108-290, Subcommittee of the Committee on Appropriations, United States
Senate,October 30, 2003, Palestinian Education-Teaching Peace or War?),
and a priority for some Members of Congress is that U.S. aid to the
Palestinians, totaling $1.4 billion since 1993, does not support an
inciting, anti-Israeli curriculum. (CRS Report RS21594, United States Aid to the Palestinians, by Clyde Mark; and CRS Report RL32260)
On
March 6, 2008 the House Appropriations State-Foreign Operations
Subcommittee hearing challenged Deputy Secretary of State John D.

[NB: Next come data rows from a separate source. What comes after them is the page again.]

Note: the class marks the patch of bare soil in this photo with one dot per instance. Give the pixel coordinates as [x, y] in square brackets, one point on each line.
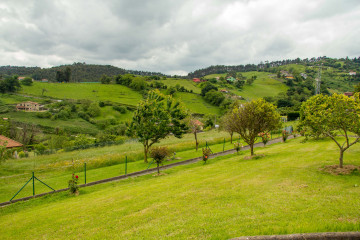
[336, 170]
[254, 156]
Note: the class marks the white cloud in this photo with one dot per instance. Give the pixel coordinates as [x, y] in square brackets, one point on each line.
[175, 36]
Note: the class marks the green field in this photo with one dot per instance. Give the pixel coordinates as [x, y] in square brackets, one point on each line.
[188, 84]
[195, 103]
[93, 91]
[281, 193]
[72, 125]
[263, 86]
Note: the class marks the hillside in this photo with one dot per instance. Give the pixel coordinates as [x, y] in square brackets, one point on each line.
[229, 197]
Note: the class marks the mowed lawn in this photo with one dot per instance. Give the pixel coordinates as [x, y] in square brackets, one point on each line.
[92, 91]
[283, 192]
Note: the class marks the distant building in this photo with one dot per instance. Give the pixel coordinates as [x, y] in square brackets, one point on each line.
[29, 106]
[231, 79]
[9, 142]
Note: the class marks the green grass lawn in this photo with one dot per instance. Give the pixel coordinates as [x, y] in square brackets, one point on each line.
[281, 193]
[94, 91]
[263, 86]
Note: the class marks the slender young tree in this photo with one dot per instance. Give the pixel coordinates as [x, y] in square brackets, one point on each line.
[336, 117]
[254, 117]
[156, 118]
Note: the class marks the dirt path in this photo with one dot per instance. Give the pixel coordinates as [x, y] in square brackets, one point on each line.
[151, 170]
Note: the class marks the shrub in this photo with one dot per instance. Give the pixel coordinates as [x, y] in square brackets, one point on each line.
[21, 154]
[285, 135]
[73, 184]
[206, 154]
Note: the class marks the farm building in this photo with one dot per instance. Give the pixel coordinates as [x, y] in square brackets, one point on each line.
[29, 106]
[9, 142]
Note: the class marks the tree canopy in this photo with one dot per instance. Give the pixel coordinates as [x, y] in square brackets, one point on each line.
[155, 118]
[252, 118]
[336, 117]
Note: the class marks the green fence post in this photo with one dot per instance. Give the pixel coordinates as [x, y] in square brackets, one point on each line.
[33, 184]
[125, 165]
[85, 172]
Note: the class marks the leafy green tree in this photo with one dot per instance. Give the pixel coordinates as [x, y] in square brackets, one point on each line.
[155, 118]
[332, 116]
[252, 118]
[10, 84]
[207, 87]
[67, 74]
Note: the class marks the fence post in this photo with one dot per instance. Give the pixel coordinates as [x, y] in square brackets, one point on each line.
[85, 171]
[33, 184]
[125, 165]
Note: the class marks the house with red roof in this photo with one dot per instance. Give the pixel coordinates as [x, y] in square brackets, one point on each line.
[9, 143]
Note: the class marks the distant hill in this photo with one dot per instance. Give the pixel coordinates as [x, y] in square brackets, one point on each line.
[80, 72]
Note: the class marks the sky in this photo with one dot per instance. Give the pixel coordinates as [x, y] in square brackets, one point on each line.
[175, 37]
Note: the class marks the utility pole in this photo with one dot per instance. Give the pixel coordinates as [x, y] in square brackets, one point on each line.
[318, 81]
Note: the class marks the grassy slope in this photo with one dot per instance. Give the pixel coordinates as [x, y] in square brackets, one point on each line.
[263, 86]
[281, 193]
[93, 91]
[196, 103]
[77, 125]
[188, 84]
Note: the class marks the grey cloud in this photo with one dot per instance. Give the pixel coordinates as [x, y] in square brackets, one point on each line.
[175, 36]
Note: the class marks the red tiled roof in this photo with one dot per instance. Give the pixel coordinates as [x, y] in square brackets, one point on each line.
[10, 143]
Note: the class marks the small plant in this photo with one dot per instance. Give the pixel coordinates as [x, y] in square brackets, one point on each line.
[73, 184]
[294, 134]
[206, 154]
[285, 135]
[237, 147]
[265, 137]
[159, 154]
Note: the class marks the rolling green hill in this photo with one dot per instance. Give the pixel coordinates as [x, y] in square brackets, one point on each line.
[281, 193]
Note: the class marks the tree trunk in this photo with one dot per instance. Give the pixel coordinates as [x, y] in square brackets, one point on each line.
[341, 158]
[196, 142]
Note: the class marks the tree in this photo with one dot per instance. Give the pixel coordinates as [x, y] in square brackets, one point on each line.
[155, 118]
[67, 74]
[254, 117]
[208, 86]
[332, 116]
[228, 126]
[195, 126]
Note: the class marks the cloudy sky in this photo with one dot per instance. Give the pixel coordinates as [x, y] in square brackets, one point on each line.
[175, 37]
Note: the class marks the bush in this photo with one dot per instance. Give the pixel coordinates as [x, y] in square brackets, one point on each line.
[21, 154]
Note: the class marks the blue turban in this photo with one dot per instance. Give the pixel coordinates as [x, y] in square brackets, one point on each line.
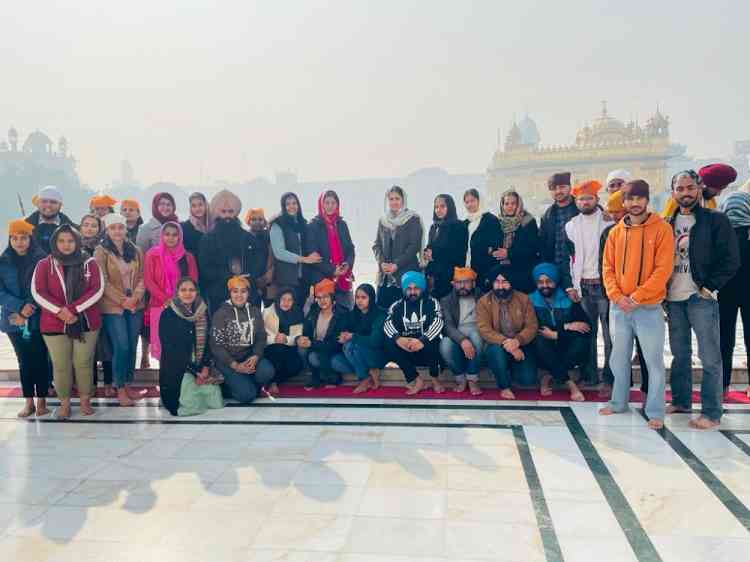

Negroponte's request for additional funding for the Palestinian
President Mahmoud Abbas' government and placed a hold on $150 million in
economic support for the Palestinians. Members of the committee were
"skeptical about the political will of a Palestinian leadership that all
too often lapses into inflammatory rhetoric that belies their stated
commitment to peace." (Rep. Nita Lowey, chair of the House
Appropriations Committee's Subcommittee on State and Foreign Operations,
in a March 12 letter to the State Department)
After a phone
call with Abbas, the State Department issued assurances and Condoleeza
Rice said she was, "confident that President Abbas is someone who is
committed to the negotiated solution of this issue." On March 12, a day
before Rice's scheduled appearance before the appropriations
subcommittee, $100 million of the aid was released.
At
this moment, in classrooms in Gaza and the West Bank, in schools under
Hamas control or "moderate" Fatah control, children are being poisoned
with hate and distrust and readied to be warriors for the "final and
inevitable result ...the victory of the Muslims over the Jews." [Our Arabic Language for Fifth Grade
p. 67] With humanitarian intentions and a blind eye to what is actually
written in the textbooks and shown in the media, the U.S. funds hate
education.
The U.S. provides funding to Palestinian
education without any of the oversight it demands of American schools. I
have been an educator for 31 years and know the stringent standards for
accreditation and funding of schools in all fifty states. Perhaps a
team of educators could set minimum requirements of pedagogy as well as a
low level of tolerance for incitement towards violence, and only after
the standards are met would funds commence. The money would follow
performance, not promise.
As it stands now Americans need
to learn what Ariel Sharon understood: the most lethal weapon of mass
destruction is an education which implants the seeds of war in the next
generation and guarantees a tragic future for all.